Currently the optimized implementations of matchfinder_init() and
matchfinder_rebase() are chosen via static dispatch. That means that
the AVX-2 implementations usually aren't used.
Fix this by using dynamic dispatch, like what libdeflate does for the
Adler-32 and CRC-32 checksums and for DEFLATE decompression.
Based on work by Andrew Steinborn <git@steinborn.me>
(https://github.com/ebiggers/libdeflate/pull/77). He wrote:
"The main impact is on x86: the AVX2 matchfinder can now be properly
dynamically dispatched at runtime and if -mavx2 is included in CFLAGS
(or -march set to any platform with AVX2 support). On my Ryzen 9 3900X,
I got an approximately 1% boost in deflate time (measured with a
uncompressed tarball of the Silesia corpus) using just the changes in
this PR and the regular CFLAGS, and a 2.7% boost when specifying -mavx2
as CFLAGS. (I also tested with an Intel Xeon Skylake c5.large EC2
instance, and did not see any performance regression)."
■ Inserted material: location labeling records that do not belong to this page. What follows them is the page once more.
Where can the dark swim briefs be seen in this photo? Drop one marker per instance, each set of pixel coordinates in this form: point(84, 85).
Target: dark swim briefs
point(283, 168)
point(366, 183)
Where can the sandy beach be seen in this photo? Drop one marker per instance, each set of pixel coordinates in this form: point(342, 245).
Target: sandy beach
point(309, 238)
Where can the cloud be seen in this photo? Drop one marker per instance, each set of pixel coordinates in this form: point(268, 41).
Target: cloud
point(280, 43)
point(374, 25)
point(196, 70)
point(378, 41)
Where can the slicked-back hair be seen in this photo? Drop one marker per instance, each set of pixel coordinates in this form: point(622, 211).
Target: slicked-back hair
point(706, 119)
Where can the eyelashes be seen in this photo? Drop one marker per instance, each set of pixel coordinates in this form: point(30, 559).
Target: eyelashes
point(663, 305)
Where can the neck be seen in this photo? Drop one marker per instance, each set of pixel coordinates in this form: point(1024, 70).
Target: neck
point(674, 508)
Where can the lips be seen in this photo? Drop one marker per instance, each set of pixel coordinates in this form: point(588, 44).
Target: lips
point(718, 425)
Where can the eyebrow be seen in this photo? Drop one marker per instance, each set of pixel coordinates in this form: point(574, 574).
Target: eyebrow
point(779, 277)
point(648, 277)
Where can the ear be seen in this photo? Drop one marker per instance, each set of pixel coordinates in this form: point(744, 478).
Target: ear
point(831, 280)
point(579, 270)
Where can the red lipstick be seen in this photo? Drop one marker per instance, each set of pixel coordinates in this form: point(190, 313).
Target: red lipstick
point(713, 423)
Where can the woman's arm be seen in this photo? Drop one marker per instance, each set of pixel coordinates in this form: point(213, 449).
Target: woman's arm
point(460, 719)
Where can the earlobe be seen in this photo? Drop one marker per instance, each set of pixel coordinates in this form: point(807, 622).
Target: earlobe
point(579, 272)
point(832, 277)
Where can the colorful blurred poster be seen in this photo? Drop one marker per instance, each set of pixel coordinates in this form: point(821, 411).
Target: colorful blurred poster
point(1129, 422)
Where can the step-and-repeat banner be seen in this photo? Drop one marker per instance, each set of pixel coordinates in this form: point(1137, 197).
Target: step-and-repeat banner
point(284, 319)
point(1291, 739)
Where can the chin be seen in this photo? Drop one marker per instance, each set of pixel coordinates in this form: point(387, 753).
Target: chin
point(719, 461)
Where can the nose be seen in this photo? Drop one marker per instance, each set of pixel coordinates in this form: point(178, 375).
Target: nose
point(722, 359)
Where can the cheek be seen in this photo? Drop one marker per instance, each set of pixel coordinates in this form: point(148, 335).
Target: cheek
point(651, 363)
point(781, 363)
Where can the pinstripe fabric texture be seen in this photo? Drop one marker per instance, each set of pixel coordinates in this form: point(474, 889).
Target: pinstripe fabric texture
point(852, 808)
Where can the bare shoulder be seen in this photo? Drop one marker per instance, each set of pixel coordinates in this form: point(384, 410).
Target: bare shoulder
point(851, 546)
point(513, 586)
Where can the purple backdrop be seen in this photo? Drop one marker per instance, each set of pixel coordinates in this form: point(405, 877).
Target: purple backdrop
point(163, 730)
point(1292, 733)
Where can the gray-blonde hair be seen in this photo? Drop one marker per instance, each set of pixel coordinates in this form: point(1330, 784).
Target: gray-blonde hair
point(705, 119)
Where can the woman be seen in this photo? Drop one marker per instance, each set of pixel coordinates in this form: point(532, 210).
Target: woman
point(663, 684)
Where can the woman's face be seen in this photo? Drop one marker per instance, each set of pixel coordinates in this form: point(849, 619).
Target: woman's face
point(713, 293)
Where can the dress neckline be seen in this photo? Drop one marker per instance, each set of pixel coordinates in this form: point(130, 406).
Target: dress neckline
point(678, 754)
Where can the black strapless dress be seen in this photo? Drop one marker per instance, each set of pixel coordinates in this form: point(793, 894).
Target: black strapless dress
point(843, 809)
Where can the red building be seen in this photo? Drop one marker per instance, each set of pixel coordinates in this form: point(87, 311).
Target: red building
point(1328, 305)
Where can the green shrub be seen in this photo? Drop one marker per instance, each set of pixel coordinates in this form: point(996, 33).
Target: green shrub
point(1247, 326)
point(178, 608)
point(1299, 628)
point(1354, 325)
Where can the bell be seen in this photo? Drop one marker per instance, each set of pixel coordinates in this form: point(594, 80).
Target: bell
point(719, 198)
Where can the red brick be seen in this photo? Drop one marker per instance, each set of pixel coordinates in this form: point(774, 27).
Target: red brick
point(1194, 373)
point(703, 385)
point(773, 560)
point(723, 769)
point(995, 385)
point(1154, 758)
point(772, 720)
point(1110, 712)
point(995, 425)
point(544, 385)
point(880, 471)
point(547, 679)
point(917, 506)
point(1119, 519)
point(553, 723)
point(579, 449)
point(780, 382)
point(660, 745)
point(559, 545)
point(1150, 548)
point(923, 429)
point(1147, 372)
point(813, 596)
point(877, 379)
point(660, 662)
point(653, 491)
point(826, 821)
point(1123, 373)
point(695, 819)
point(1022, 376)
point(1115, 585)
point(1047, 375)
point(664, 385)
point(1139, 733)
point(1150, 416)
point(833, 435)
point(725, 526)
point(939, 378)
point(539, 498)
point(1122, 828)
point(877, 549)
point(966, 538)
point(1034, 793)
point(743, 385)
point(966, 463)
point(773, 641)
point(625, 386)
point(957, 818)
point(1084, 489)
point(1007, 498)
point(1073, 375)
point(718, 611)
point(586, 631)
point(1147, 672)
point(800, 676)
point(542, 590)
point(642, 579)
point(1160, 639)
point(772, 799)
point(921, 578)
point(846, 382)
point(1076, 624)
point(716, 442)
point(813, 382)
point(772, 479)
Remove the ability of matchfinder_init() and matchfinder_rebase() to
fail due to the matchfinder memory size being misaligned. Instead,
require that the size always be 128-byte aligned -- which is already the
case. Also, make the matchfinder memory always be 32-byte aligned --
which doesn't really have any downside.
Move the x86 and ARM-specific code into their own directories to prevent
it from cluttering up the main library. This will make it a bit easier
to add new architecture-specific code.
But to avoid complicating things too much for people who aren't using
the provided Makefile, we still just compile all .c files for all
architectures (irrelevant ones end up #ifdef'ed out), and the headers
are included explicitly for each architecture so that an
architecture-specific include path isn't needed. So, now people just
need to compile both lib/*.c and lib/*/*.c instead of only lib/*.c.